One night I went to bed alone. I got on my knees as usual, and began to say that little prayer. It was dark in the room, but as I prayed, the room lit up. I opened my eyes and looked toward a little window. There I saw the face of Jesus. Now I didn’t know Jesus, but He revealed Himself to me. I thought that He was coming to catch away His people, and in my heart I cried out, “Lord, I’m not ready to meet You. Don’t come now!” I never got away from what I saw.          

Eventually two young men came to preach in our camp. At the end of their meeting, my dad, twin brother, and I stepped forward indicating that we wanted to be saved.

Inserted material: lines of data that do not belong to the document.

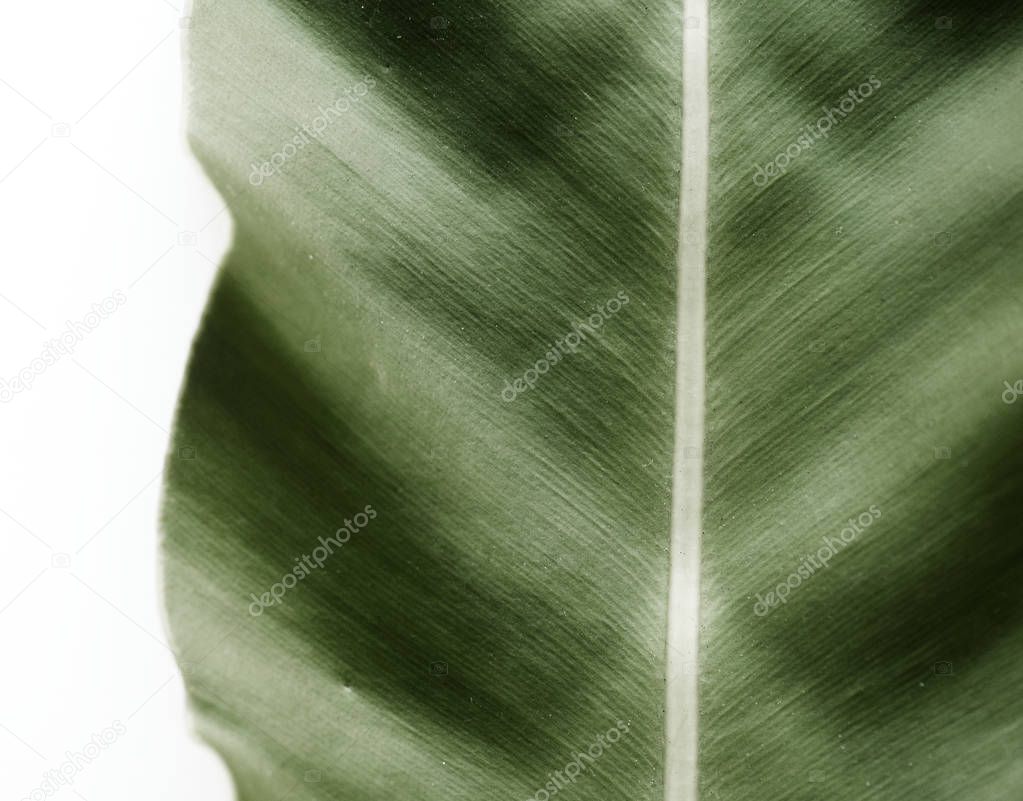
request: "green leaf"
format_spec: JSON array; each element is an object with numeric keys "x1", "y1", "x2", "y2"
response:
[{"x1": 164, "y1": 0, "x2": 1023, "y2": 801}]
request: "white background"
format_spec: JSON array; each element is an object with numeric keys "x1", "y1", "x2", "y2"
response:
[{"x1": 0, "y1": 0, "x2": 233, "y2": 801}]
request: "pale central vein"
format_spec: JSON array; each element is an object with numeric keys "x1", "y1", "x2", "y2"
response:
[{"x1": 664, "y1": 0, "x2": 710, "y2": 801}]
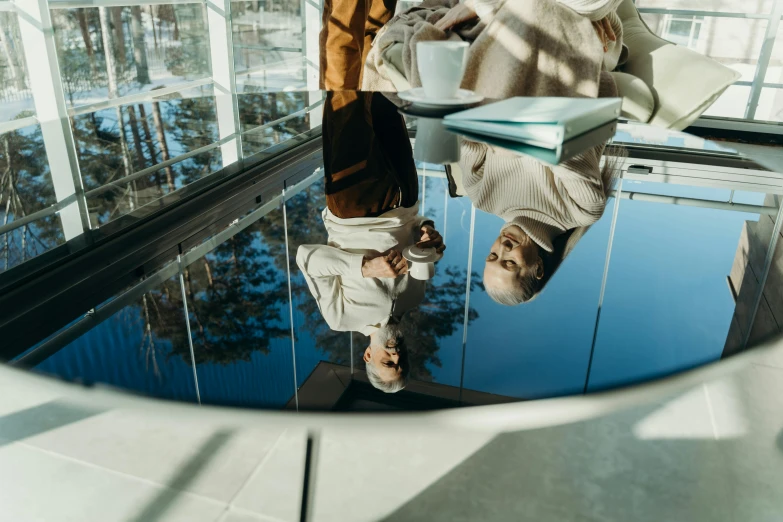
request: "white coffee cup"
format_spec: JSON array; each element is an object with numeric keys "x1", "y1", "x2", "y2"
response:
[{"x1": 416, "y1": 42, "x2": 468, "y2": 100}]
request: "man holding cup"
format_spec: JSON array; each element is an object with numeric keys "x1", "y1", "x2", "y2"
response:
[
  {"x1": 320, "y1": 0, "x2": 397, "y2": 91},
  {"x1": 296, "y1": 91, "x2": 446, "y2": 393}
]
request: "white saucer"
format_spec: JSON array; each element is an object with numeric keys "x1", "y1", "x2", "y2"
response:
[{"x1": 397, "y1": 87, "x2": 484, "y2": 107}]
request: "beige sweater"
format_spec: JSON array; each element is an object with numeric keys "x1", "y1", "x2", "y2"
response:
[
  {"x1": 363, "y1": 0, "x2": 605, "y2": 99},
  {"x1": 296, "y1": 204, "x2": 432, "y2": 336},
  {"x1": 460, "y1": 142, "x2": 606, "y2": 252}
]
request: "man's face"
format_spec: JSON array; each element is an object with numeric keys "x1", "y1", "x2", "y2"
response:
[
  {"x1": 484, "y1": 226, "x2": 544, "y2": 288},
  {"x1": 364, "y1": 325, "x2": 405, "y2": 382}
]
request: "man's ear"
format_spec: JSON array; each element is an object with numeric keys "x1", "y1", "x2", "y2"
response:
[{"x1": 536, "y1": 257, "x2": 544, "y2": 281}]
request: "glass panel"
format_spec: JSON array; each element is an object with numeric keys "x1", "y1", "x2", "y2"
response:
[
  {"x1": 756, "y1": 88, "x2": 783, "y2": 121},
  {"x1": 72, "y1": 86, "x2": 222, "y2": 225},
  {"x1": 465, "y1": 198, "x2": 616, "y2": 399},
  {"x1": 35, "y1": 270, "x2": 196, "y2": 402},
  {"x1": 180, "y1": 205, "x2": 294, "y2": 408},
  {"x1": 635, "y1": 0, "x2": 775, "y2": 14},
  {"x1": 414, "y1": 171, "x2": 474, "y2": 386},
  {"x1": 589, "y1": 183, "x2": 776, "y2": 390},
  {"x1": 642, "y1": 13, "x2": 768, "y2": 82},
  {"x1": 242, "y1": 91, "x2": 321, "y2": 156},
  {"x1": 764, "y1": 24, "x2": 783, "y2": 83},
  {"x1": 284, "y1": 177, "x2": 356, "y2": 386},
  {"x1": 52, "y1": 3, "x2": 210, "y2": 106},
  {"x1": 87, "y1": 148, "x2": 221, "y2": 227},
  {"x1": 704, "y1": 85, "x2": 750, "y2": 118},
  {"x1": 0, "y1": 124, "x2": 65, "y2": 272},
  {"x1": 0, "y1": 11, "x2": 35, "y2": 123}
]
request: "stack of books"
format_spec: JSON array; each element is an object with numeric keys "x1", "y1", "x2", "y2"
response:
[{"x1": 443, "y1": 97, "x2": 622, "y2": 165}]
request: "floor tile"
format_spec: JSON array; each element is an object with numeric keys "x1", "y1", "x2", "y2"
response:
[
  {"x1": 217, "y1": 510, "x2": 279, "y2": 522},
  {"x1": 0, "y1": 438, "x2": 224, "y2": 522},
  {"x1": 232, "y1": 429, "x2": 307, "y2": 522},
  {"x1": 386, "y1": 400, "x2": 730, "y2": 522},
  {"x1": 35, "y1": 276, "x2": 201, "y2": 402},
  {"x1": 313, "y1": 430, "x2": 491, "y2": 522},
  {"x1": 184, "y1": 208, "x2": 295, "y2": 409},
  {"x1": 20, "y1": 411, "x2": 282, "y2": 502}
]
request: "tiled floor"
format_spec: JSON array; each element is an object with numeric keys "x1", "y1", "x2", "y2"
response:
[{"x1": 0, "y1": 338, "x2": 783, "y2": 522}]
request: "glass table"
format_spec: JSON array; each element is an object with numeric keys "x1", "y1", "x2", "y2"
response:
[{"x1": 3, "y1": 93, "x2": 783, "y2": 411}]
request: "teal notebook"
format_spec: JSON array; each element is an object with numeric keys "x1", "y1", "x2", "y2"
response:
[
  {"x1": 452, "y1": 121, "x2": 617, "y2": 165},
  {"x1": 443, "y1": 97, "x2": 622, "y2": 148}
]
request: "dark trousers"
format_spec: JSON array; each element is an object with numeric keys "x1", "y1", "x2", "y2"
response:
[
  {"x1": 322, "y1": 91, "x2": 419, "y2": 218},
  {"x1": 320, "y1": 0, "x2": 397, "y2": 91}
]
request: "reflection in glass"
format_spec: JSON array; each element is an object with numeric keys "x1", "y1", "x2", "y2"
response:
[
  {"x1": 52, "y1": 3, "x2": 210, "y2": 105},
  {"x1": 296, "y1": 92, "x2": 456, "y2": 393},
  {"x1": 459, "y1": 141, "x2": 615, "y2": 306},
  {"x1": 184, "y1": 206, "x2": 294, "y2": 408},
  {"x1": 589, "y1": 188, "x2": 769, "y2": 390},
  {"x1": 72, "y1": 88, "x2": 221, "y2": 225},
  {"x1": 237, "y1": 86, "x2": 320, "y2": 156}
]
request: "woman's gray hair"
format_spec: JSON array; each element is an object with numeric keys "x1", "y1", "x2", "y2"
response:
[
  {"x1": 485, "y1": 145, "x2": 628, "y2": 306},
  {"x1": 485, "y1": 275, "x2": 538, "y2": 306},
  {"x1": 365, "y1": 363, "x2": 408, "y2": 393}
]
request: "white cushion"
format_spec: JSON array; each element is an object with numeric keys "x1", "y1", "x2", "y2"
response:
[{"x1": 617, "y1": 0, "x2": 740, "y2": 130}]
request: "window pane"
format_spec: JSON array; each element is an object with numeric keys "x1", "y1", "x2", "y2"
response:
[
  {"x1": 756, "y1": 89, "x2": 783, "y2": 121},
  {"x1": 72, "y1": 86, "x2": 222, "y2": 225},
  {"x1": 764, "y1": 24, "x2": 783, "y2": 83},
  {"x1": 636, "y1": 0, "x2": 775, "y2": 14},
  {"x1": 664, "y1": 20, "x2": 695, "y2": 47},
  {"x1": 642, "y1": 13, "x2": 767, "y2": 82},
  {"x1": 0, "y1": 12, "x2": 35, "y2": 123},
  {"x1": 0, "y1": 125, "x2": 64, "y2": 272},
  {"x1": 231, "y1": 0, "x2": 308, "y2": 91},
  {"x1": 52, "y1": 4, "x2": 210, "y2": 106},
  {"x1": 704, "y1": 85, "x2": 750, "y2": 118},
  {"x1": 242, "y1": 92, "x2": 321, "y2": 156}
]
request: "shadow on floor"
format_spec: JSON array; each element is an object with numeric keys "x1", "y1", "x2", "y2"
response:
[{"x1": 0, "y1": 400, "x2": 103, "y2": 446}]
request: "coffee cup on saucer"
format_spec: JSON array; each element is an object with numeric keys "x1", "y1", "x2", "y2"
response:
[
  {"x1": 402, "y1": 245, "x2": 442, "y2": 281},
  {"x1": 416, "y1": 41, "x2": 469, "y2": 100}
]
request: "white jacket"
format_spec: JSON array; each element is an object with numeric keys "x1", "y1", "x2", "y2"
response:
[{"x1": 296, "y1": 203, "x2": 432, "y2": 336}]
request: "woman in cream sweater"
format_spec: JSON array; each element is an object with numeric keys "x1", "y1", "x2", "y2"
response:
[{"x1": 435, "y1": 0, "x2": 623, "y2": 306}]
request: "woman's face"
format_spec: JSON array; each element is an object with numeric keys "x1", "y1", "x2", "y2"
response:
[{"x1": 484, "y1": 225, "x2": 544, "y2": 288}]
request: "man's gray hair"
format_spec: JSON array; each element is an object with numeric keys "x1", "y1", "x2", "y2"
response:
[
  {"x1": 365, "y1": 363, "x2": 408, "y2": 393},
  {"x1": 485, "y1": 271, "x2": 540, "y2": 306}
]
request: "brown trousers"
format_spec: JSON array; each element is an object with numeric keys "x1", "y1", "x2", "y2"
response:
[
  {"x1": 320, "y1": 0, "x2": 397, "y2": 91},
  {"x1": 322, "y1": 91, "x2": 419, "y2": 218}
]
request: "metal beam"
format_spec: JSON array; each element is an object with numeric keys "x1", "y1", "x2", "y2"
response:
[
  {"x1": 206, "y1": 0, "x2": 242, "y2": 168},
  {"x1": 49, "y1": 0, "x2": 203, "y2": 9},
  {"x1": 68, "y1": 78, "x2": 212, "y2": 116},
  {"x1": 745, "y1": 0, "x2": 783, "y2": 120},
  {"x1": 609, "y1": 190, "x2": 778, "y2": 216}
]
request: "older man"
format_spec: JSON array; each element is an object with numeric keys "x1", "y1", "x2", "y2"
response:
[{"x1": 296, "y1": 91, "x2": 446, "y2": 392}]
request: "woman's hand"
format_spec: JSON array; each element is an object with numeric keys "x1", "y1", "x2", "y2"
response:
[
  {"x1": 435, "y1": 3, "x2": 478, "y2": 31},
  {"x1": 416, "y1": 225, "x2": 446, "y2": 254},
  {"x1": 593, "y1": 17, "x2": 617, "y2": 52},
  {"x1": 362, "y1": 250, "x2": 408, "y2": 279}
]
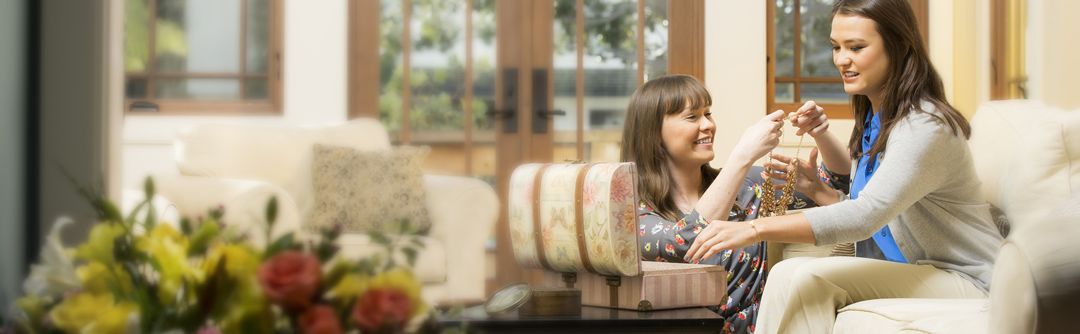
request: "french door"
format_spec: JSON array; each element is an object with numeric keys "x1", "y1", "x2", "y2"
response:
[{"x1": 349, "y1": 0, "x2": 704, "y2": 292}]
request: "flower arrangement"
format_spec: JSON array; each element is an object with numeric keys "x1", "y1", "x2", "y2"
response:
[{"x1": 12, "y1": 179, "x2": 429, "y2": 333}]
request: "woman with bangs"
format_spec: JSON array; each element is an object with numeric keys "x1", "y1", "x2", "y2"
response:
[{"x1": 622, "y1": 76, "x2": 824, "y2": 333}]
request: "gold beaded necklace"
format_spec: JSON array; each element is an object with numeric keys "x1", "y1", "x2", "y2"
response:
[{"x1": 757, "y1": 124, "x2": 806, "y2": 218}]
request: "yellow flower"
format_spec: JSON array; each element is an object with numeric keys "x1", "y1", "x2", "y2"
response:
[
  {"x1": 135, "y1": 224, "x2": 203, "y2": 305},
  {"x1": 326, "y1": 273, "x2": 370, "y2": 303},
  {"x1": 76, "y1": 223, "x2": 126, "y2": 265},
  {"x1": 202, "y1": 243, "x2": 260, "y2": 279},
  {"x1": 49, "y1": 293, "x2": 136, "y2": 333},
  {"x1": 76, "y1": 262, "x2": 134, "y2": 294}
]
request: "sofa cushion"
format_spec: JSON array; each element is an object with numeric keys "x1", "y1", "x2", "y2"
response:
[
  {"x1": 833, "y1": 298, "x2": 989, "y2": 334},
  {"x1": 305, "y1": 144, "x2": 431, "y2": 232},
  {"x1": 337, "y1": 233, "x2": 447, "y2": 284},
  {"x1": 175, "y1": 119, "x2": 390, "y2": 217},
  {"x1": 969, "y1": 101, "x2": 1080, "y2": 227},
  {"x1": 990, "y1": 195, "x2": 1080, "y2": 333}
]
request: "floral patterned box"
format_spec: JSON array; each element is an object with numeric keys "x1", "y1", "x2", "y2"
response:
[{"x1": 509, "y1": 162, "x2": 726, "y2": 310}]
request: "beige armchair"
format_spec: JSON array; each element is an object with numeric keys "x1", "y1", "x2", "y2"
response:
[
  {"x1": 158, "y1": 119, "x2": 499, "y2": 304},
  {"x1": 770, "y1": 101, "x2": 1080, "y2": 333}
]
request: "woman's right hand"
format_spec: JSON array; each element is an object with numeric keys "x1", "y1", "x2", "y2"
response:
[
  {"x1": 761, "y1": 148, "x2": 840, "y2": 205},
  {"x1": 788, "y1": 101, "x2": 828, "y2": 138},
  {"x1": 731, "y1": 110, "x2": 784, "y2": 163}
]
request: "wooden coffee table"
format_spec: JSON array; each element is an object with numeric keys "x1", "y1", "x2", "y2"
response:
[{"x1": 438, "y1": 306, "x2": 724, "y2": 334}]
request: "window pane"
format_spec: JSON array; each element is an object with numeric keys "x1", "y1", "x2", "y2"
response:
[
  {"x1": 124, "y1": 79, "x2": 147, "y2": 98},
  {"x1": 552, "y1": 0, "x2": 578, "y2": 161},
  {"x1": 154, "y1": 0, "x2": 240, "y2": 72},
  {"x1": 472, "y1": 0, "x2": 496, "y2": 131},
  {"x1": 379, "y1": 0, "x2": 404, "y2": 136},
  {"x1": 645, "y1": 0, "x2": 667, "y2": 81},
  {"x1": 583, "y1": 0, "x2": 637, "y2": 161},
  {"x1": 770, "y1": 82, "x2": 795, "y2": 102},
  {"x1": 773, "y1": 0, "x2": 795, "y2": 77},
  {"x1": 244, "y1": 0, "x2": 270, "y2": 75},
  {"x1": 244, "y1": 79, "x2": 270, "y2": 99},
  {"x1": 799, "y1": 82, "x2": 848, "y2": 104},
  {"x1": 124, "y1": 0, "x2": 150, "y2": 72},
  {"x1": 154, "y1": 79, "x2": 240, "y2": 101},
  {"x1": 409, "y1": 0, "x2": 465, "y2": 133},
  {"x1": 799, "y1": 0, "x2": 838, "y2": 77}
]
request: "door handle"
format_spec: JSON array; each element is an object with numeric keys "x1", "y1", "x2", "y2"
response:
[{"x1": 532, "y1": 68, "x2": 548, "y2": 134}]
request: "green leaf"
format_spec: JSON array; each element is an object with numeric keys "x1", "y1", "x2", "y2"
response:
[
  {"x1": 121, "y1": 200, "x2": 150, "y2": 225},
  {"x1": 188, "y1": 223, "x2": 219, "y2": 256},
  {"x1": 180, "y1": 217, "x2": 191, "y2": 235},
  {"x1": 266, "y1": 196, "x2": 278, "y2": 225},
  {"x1": 409, "y1": 237, "x2": 428, "y2": 250},
  {"x1": 402, "y1": 248, "x2": 418, "y2": 268},
  {"x1": 143, "y1": 176, "x2": 154, "y2": 197}
]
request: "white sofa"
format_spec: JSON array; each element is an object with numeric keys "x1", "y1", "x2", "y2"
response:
[
  {"x1": 774, "y1": 101, "x2": 1080, "y2": 333},
  {"x1": 158, "y1": 119, "x2": 499, "y2": 304}
]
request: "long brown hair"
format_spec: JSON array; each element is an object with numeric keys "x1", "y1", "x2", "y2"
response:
[
  {"x1": 833, "y1": 0, "x2": 971, "y2": 159},
  {"x1": 622, "y1": 75, "x2": 718, "y2": 221}
]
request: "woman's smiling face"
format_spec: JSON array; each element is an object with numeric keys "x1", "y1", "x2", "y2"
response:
[
  {"x1": 829, "y1": 14, "x2": 889, "y2": 102},
  {"x1": 660, "y1": 102, "x2": 716, "y2": 165}
]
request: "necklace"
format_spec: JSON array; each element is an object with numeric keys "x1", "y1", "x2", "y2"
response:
[{"x1": 757, "y1": 127, "x2": 806, "y2": 217}]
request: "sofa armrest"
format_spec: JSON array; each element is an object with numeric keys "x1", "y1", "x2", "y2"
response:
[
  {"x1": 423, "y1": 175, "x2": 499, "y2": 300},
  {"x1": 154, "y1": 176, "x2": 300, "y2": 246}
]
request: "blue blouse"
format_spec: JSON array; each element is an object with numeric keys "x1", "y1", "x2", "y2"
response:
[{"x1": 850, "y1": 110, "x2": 907, "y2": 263}]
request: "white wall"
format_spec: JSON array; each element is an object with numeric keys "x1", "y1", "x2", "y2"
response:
[
  {"x1": 1025, "y1": 0, "x2": 1080, "y2": 108},
  {"x1": 122, "y1": 0, "x2": 347, "y2": 188},
  {"x1": 705, "y1": 1, "x2": 854, "y2": 166},
  {"x1": 0, "y1": 0, "x2": 26, "y2": 310}
]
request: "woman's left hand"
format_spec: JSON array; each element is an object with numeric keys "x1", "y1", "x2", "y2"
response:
[{"x1": 685, "y1": 221, "x2": 758, "y2": 263}]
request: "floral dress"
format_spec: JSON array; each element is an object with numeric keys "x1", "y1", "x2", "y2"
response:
[{"x1": 637, "y1": 166, "x2": 847, "y2": 333}]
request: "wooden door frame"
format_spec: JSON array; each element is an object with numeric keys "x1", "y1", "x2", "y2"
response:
[{"x1": 765, "y1": 0, "x2": 930, "y2": 119}]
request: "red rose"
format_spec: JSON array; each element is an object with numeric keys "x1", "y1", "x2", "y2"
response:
[
  {"x1": 259, "y1": 251, "x2": 322, "y2": 312},
  {"x1": 352, "y1": 289, "x2": 413, "y2": 333},
  {"x1": 299, "y1": 305, "x2": 341, "y2": 334}
]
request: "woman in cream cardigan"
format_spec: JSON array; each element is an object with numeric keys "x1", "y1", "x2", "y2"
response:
[{"x1": 688, "y1": 0, "x2": 1002, "y2": 333}]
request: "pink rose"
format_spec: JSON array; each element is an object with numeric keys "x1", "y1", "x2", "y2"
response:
[
  {"x1": 299, "y1": 305, "x2": 341, "y2": 334},
  {"x1": 352, "y1": 289, "x2": 413, "y2": 333},
  {"x1": 259, "y1": 251, "x2": 322, "y2": 312}
]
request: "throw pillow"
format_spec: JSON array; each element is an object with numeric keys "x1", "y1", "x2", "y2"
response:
[{"x1": 306, "y1": 144, "x2": 431, "y2": 232}]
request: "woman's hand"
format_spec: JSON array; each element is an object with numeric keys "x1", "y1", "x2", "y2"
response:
[
  {"x1": 684, "y1": 221, "x2": 760, "y2": 264},
  {"x1": 761, "y1": 148, "x2": 840, "y2": 205},
  {"x1": 787, "y1": 101, "x2": 828, "y2": 138},
  {"x1": 731, "y1": 110, "x2": 784, "y2": 163}
]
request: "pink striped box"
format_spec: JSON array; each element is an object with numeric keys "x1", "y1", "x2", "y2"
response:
[
  {"x1": 577, "y1": 262, "x2": 727, "y2": 311},
  {"x1": 509, "y1": 162, "x2": 727, "y2": 310}
]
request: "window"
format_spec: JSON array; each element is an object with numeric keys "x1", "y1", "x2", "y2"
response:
[
  {"x1": 124, "y1": 0, "x2": 281, "y2": 115},
  {"x1": 766, "y1": 0, "x2": 928, "y2": 119}
]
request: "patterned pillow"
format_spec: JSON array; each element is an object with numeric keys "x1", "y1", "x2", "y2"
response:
[{"x1": 305, "y1": 144, "x2": 431, "y2": 232}]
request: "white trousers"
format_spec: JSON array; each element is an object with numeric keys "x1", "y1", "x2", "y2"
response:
[{"x1": 754, "y1": 256, "x2": 987, "y2": 333}]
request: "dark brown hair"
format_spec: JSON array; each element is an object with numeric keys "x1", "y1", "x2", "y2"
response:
[
  {"x1": 833, "y1": 0, "x2": 971, "y2": 159},
  {"x1": 622, "y1": 75, "x2": 718, "y2": 221}
]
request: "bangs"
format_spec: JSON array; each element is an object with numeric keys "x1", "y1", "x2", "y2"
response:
[{"x1": 663, "y1": 78, "x2": 713, "y2": 115}]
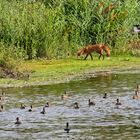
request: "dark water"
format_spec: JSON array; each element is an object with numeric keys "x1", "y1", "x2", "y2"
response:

The young preacher opened the Bible and read a few Scriptures, especially emphasizing, “Believe on the Lord Jesus Christ, and thou shalt be saved.” He read that Scripture three or four times before he wrung a confession out of us, and we finally said we were saved. I felt no change, and neither did my brother nor my dad.

That day I believed in my head, but I didn’t believe in my heart. The preacher said nothing about turning my back on my sin, and really getting a born-again experience. However, I did receive a little button that said “Jesus Saves,” and I wore it on my coat lapel. One time a friend of my dad’s said, “Oh, a Christian, eh?” All I could do was bow my head in shame. I had no experience to talk about.

After some time we went to Seattle, Washington. There I met my wife-to-be, and later we married. She wanted to serve God also, so we started attending church and Sunday school.

Meanwhile, my aunt had been saved in the Apostolic Faith Church in Port Angeles, Washington, and she sent a church paper to my uncle who lived not far from us. He wanted nothing to do with the paper and so handed it over to me. Well, I read it from cover to cover. I read the testimonies of what God had done for people who had really prayed and been saved, and what joy they had in their hearts.

I knew I didn’t have that joy. So I said, “I’m going to Port Angeles.” There I attended my first Apostolic Faith service. At the end of the meeting I went forward to an altar of prayer and knelt to pray. I poured out my heart to God, pleading guilty for my sins. The Spirit of God came down, and I received something that was heartfelt. It was more than head knowledge. Jesus became an integral part of my life.

The Spirit of God came down, and I received something that was heartfelt.

I went home and told my wife about it. She said, “Well, I’m not going to bother you, or put any hindrance in your way, but I’m going to watch for a while.”

We moved to Port Angeles and attended the church there. Then we were invited to attend the camp meeting in Portland, Oregon. By that time I had received my sanctification, so I purposed in my heart to seek for the power of God on my life. I expected to receive the baptism in my first service at the camp meeting. But when it was time to pray, I couldn’t seem to pray. I felt as dry as an old stick.

A brother received his baptism, and he put his hand on my shoulder and said, “The Lord baptized me with the Holy Ghost and fire.” Another man said, “See, God did it for him. He can do it for you.” Someway God helped me to take hold of those words. It wasn’t five minutes until I felt something happening in my soul. The Spirit of God began coming in, and the more I received, the more I wanted. The Glory of God filled me from the crown of my head to the soles of my feet. What a change the experience of the baptism made in my life. It changed me from a timid young man to one who could stand up for what I believed.

In that same camp meeting, the Lord saved my wife. And before we went home to Port Angeles, she received her sanctification and baptism. What a wonderful life we’ve had all of these years since then!

I love this Gospel with all my heart. I wouldn’t change it for anything in the world. Why? Because it has brought us through the hard places and the difficulties. I have a bright hope in my heart that Jesus is coming. Now I’m ready to meet Him and am looking for His soon return.